Counting K-mers

One of the most essential tools in bioinformatics is counting k-mers. These are short, identical strings, of length k. Here, we will look at counting all the k-mers in string.

DNA has a four letter alphabet, [A, G, C, T] that corresponds to the four chemicals that make up DNA (Adenine, Guanine, Cytosine, and Thymine). That means for any string of letters of length k there are 4k possible strings that you can make.
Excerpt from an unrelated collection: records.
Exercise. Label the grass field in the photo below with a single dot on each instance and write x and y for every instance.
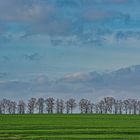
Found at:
(66, 127)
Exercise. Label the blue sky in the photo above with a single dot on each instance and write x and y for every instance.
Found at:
(54, 38)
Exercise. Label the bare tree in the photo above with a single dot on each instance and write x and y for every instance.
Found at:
(85, 106)
(101, 106)
(109, 102)
(21, 107)
(70, 105)
(126, 105)
(60, 106)
(40, 105)
(31, 105)
(50, 105)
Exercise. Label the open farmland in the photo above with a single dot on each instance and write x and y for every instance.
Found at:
(64, 127)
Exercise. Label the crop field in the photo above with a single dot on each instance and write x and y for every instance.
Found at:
(69, 127)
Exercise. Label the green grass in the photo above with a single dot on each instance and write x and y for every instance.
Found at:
(67, 127)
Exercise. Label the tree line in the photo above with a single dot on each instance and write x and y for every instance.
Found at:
(107, 105)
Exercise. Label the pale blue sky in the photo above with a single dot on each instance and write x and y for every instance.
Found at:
(58, 37)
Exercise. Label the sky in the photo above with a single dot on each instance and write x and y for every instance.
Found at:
(45, 41)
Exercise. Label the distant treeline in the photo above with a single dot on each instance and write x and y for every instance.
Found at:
(107, 105)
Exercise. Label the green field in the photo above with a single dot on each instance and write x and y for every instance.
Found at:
(65, 127)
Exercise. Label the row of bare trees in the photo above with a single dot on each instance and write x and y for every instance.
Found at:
(107, 105)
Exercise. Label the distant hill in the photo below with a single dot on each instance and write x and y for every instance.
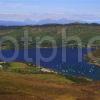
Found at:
(32, 22)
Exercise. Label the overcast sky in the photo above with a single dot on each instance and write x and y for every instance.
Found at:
(88, 10)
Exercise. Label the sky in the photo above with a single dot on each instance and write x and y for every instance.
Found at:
(79, 10)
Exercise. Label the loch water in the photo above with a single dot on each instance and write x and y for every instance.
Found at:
(71, 65)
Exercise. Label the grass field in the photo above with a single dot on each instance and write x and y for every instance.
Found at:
(46, 86)
(14, 86)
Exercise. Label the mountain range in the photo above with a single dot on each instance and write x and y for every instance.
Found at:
(32, 22)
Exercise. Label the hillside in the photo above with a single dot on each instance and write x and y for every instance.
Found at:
(15, 86)
(84, 31)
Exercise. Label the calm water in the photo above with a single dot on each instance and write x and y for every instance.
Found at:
(70, 67)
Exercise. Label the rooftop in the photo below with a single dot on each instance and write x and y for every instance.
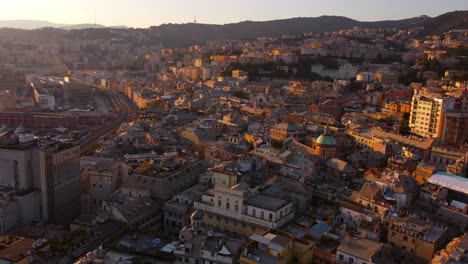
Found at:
(266, 202)
(362, 248)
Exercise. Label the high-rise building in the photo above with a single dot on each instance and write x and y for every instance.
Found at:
(428, 112)
(53, 168)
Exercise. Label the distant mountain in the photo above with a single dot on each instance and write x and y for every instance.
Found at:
(445, 22)
(36, 24)
(183, 35)
(28, 24)
(191, 33)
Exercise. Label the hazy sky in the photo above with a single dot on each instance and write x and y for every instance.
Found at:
(143, 13)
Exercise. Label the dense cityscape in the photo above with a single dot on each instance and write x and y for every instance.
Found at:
(119, 145)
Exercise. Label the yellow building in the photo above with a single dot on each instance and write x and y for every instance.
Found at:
(415, 236)
(238, 209)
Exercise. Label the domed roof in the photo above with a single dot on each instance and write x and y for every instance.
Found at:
(196, 216)
(326, 139)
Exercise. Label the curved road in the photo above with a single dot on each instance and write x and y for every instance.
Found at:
(126, 111)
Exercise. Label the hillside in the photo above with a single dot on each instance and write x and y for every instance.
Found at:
(183, 35)
(445, 22)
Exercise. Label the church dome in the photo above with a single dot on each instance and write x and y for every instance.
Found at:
(326, 139)
(196, 216)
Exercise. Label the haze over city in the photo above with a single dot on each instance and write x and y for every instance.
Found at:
(144, 13)
(234, 132)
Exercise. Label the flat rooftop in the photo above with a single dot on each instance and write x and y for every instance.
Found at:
(450, 181)
(266, 202)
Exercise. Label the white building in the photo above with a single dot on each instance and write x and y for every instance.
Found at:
(428, 112)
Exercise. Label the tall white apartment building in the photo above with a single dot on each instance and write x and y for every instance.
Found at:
(427, 113)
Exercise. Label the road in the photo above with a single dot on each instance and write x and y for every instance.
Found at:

For example, here are all possible 4-mers of a DNA sequence:

AAAA AAAC AAAG AAAT AACA AACC AACG AACT AAGA AAGC AAGG AAGT AATA AATC AATG AATT
ACAA ACAC ACAG ACAT ACCA ACCC ACCG ACCT ACGA ACGC ACGG ACGT ACTA ACTC ACTG ACTT
AGAA AGAC AGAG AGAT AGCA AGCC AGCG AGCT AGGA AGGC AGGG AGGT AGTA AGTC AGTG AGTT
ATAA ATAC ATAG ATAT ATCA ATCC ATCG ATCT ATGA ATGC ATGG ATGT ATTA ATTC ATTG ATTT
CAAA CAAC CAAG CAAT CACA CACC CACG CACT CAGA CAGC CAGG CAGT CATA CATC CATG CATT
CCAA CCAC CCAG CCAT CCCA CCCC CCCG CCCT CCGA CCGC CCGG CCGT CCTA CCTC CCTG CCTT
CGAA CGAC CGAG CGAT CGCA CGCC CGCG CGCT CGGA CGGC CGGG CGGT CGTA CGTC CGTG CGTT
CTAA CTAC CTAG CTAT CTCA CTCC CTCG CTCT CTGA CTGC CTGG CTGT CTTA CTTC CTTG CTTT
GAAA GAAC GAAG GAAT GACA GACC GACG GACT GAGA GAGC GAGG GAGT GATA GATC GATG GATT
GCAA GCAC GCAG GCAT GCCA GCCC GCCG GCCT GCGA GCGC GCGG GCGT GCTA GCTC GCTG GCTT
GGAA GGAC GGAG GGAT GGCA GGCC GGCG GGCT GGGA GGGC GGGG GGGT GGTA GGTC GGTG GGTT
GTAA GTAC GTAG GTAT GTCA GTCC GTCG GTCT GTGA GTGC GTGG GTGT GTTA GTTC GTTG GTTT
TAAA TAAC TAAG TAAT TACA TACC TACG TACT TAGA TAGC TAGG TAGT TATA TATC TATG TATT
TCAA TCAC TCAG TCAT TCCA TCCC TCCG TCCT TCGA TCGC TCGG TCGT TCTA TCTC TCTG TCTT
TGAA TGAC TGAG TGAT TGCA TGCC TGCG TGCT TGGA TGGC TGGG TGGT TGTA TGTC TGTG TGTT
TTAA TTAC TTAG TTAT TTCA TTCC TTCG TTCT TTGA TTGC TTGG TTGT TTTA TTTC TTTG TTTT

The challenge is to read a DNA sequence file, and count the k-mers in that file, efficiently (i.e. using as little memory as possible), and quickly (i.e. using the least amount of time).

There are some publicly available solutions for this problem. One that we use a lot in the lab is Jellyfish which makes some assumptions to speed up the counting and uses a compare-and-swap approach to make the computation faster.

If you are thinking about writing code to count k-mers, you should start with a simple case! What is it that you need to accomplish? The most trivial approach is to start with a DNA sequence, and create a table with the k-mer counts for each sequence.

Here are a set of DNA sequences for crAssphage (note that you can download these sequences compressed with gzip or zip for faster transfer). These come from the paper by Emma Guerin et al. (published in Cell Host & Microbe), and there are 249 sequences in here. The summary statistics are:

  • Number of sequences: 249
  • Total length: 23,311,060
  • Shortest sequence: 70,305
  • Longest sequence: 106,584

Note that each sequence starts with a line that begins with a > and has the sequence ID, and then the rest of the sequence follows. This format is a very common DNA sequence format called fasta format.

You should start by defining what your data structures will be. How are you going to read that file into memory, and access the contents. Then you should think about the algorithm that you will need to count the k-mers. Start with a simple algorithm – identifying each k-mer one at a time, and counting it. Once you have a simple algorithm that works, can you improve upon that algorithm. Can you make it run faster, use less memory, or use a better data structure?